When we were growing up, water was one of those things that was just there. Coming out of streams, lakes and faucets, water was free and clean. Imagine if you were a CEO back in the 70's and prosposed bottling water and selling it at a price higher, per fluid once, more than the price of gas - you would have been laughed out of the smoke filled board room.
These days, despite environmental concerns and evidence that bottled water may be even more harmful than tap water (it is tested a lot less), our kids scoff at water out of a faucet. This is a mistake as we tested a radom sample of bottled water and found hidous things with our microscope (see picture). Despite these problems, bottled water remains a multi-billion dollar industry all because some CEO in the 80's took a chance.
Back in September of 2007, many bank boards said they plan on doing what they have been doing for 2008. 2 months into the year, we can see clearly that strategy is not going to work. Many banks are convening an ad hoc strategic planning meeting to at least ask the question how can they better take advatage of the current market opportunities. Many more banks are taking another look at how they can re-adjust their lending, deposit and new customer acquisition focus.
Top performing banks ask and re-ask tough questions about how sustainable their high margin products and services will be and what are they can do to replace them, knowing that only 1 in 5 new ventures will exceed expectations. In order to help in strategic planning, some banks use a "Real Options" methodology. Unlike the traditional Net Present Value ("NPV") calculation that finance executives typically lean on, the Real Options model looks at various cash flows of a potential new venture, considers different outcomes, and assigns probabilities to each one. The key to Real Options is to identify the risks associated with a capital investment and the range of options or critical decisions that address those risks. Each option can then be assessed and factored into an overall value for the investment.
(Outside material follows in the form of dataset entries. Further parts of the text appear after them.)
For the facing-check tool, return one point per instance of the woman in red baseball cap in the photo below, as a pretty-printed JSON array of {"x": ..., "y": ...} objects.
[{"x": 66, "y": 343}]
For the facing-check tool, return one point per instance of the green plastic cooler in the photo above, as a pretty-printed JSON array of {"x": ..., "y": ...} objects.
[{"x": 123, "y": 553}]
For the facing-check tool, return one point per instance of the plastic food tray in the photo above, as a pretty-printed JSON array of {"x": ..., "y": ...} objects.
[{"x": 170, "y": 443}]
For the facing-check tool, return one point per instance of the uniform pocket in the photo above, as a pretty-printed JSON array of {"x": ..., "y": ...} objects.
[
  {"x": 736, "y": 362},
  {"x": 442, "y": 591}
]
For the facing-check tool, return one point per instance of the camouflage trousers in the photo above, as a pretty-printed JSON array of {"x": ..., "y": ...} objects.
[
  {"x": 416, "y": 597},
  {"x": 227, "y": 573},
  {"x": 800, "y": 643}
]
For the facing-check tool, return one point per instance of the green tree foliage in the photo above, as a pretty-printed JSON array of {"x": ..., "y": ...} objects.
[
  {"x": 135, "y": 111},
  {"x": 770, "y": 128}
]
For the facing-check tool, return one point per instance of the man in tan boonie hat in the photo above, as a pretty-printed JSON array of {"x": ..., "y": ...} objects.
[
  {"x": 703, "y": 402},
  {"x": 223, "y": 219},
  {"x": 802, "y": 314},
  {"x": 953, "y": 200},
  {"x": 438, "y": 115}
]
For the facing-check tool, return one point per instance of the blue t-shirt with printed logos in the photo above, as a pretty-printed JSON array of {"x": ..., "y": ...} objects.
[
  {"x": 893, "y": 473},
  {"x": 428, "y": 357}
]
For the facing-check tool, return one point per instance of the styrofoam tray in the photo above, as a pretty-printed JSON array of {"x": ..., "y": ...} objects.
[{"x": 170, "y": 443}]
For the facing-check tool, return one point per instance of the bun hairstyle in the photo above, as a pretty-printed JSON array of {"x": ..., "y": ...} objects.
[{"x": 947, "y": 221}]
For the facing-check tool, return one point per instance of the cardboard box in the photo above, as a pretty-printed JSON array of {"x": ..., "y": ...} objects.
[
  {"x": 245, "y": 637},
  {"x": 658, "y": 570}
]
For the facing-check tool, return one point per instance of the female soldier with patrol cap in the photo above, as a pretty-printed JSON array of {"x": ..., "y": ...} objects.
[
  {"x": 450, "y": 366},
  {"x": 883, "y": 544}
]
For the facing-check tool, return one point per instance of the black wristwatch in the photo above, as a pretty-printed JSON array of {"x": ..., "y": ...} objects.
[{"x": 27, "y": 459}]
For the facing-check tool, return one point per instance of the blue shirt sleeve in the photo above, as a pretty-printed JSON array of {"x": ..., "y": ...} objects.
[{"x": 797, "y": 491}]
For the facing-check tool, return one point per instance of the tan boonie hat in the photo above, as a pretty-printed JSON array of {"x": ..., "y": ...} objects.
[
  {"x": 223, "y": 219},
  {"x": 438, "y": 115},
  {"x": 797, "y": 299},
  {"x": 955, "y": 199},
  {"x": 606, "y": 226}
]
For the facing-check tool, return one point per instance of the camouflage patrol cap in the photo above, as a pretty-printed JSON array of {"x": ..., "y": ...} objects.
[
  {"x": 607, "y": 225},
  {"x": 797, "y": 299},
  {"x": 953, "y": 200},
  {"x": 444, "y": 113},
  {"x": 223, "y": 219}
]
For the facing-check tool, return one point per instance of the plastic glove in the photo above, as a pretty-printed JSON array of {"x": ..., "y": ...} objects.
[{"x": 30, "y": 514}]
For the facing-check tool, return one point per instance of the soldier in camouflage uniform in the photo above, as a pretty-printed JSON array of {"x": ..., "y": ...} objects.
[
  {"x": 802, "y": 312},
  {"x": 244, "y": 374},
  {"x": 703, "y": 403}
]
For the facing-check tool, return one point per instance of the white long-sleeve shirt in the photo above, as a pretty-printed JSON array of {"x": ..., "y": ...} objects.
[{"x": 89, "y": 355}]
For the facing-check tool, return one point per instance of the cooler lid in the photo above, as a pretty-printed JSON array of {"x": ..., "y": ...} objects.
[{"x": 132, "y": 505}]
In this market, many banks are finding that by limiting risk, giving up short-term growth potential, accepting lower margins and reducing overhead expenses, would leave them the best chance to increase their probability of success in each new venture. By intuitively using the Real Options model for evaluating strategic objectives, banks sometimes find that by making a number of small investments in both new products and markets creates the best probability of success. Other banks will choose to focus their energy on a single area because that strategy, while the highest risk, presents the best long-run return.
Regardless of which path banks choose, it is helpful to think of strategic decisions as an investment. Banks know that while some investments will produce spectacular returns, most will produce average returns and many will fail. It is also interesting to note that the average top performing bank develops 3 to 10 projects every year, in the hopes of initiating 1 or 2 good ideas. This is the antithesis of many banks, that choose to do the same thing year in and year out. The crazy thing is that despite poor performance some banks are still planning to stay the course.
We highly recommend that banks call an additional offsite strategy meeting in the next couple of months and take another look at their portfolio of initiatives for the future. Portfolio planning works in loans and securities, so why not use the same theories in strategic planning? Like bottled water, an idea that seemed totally crazy last year, just may end up making you a lot of money in 2008.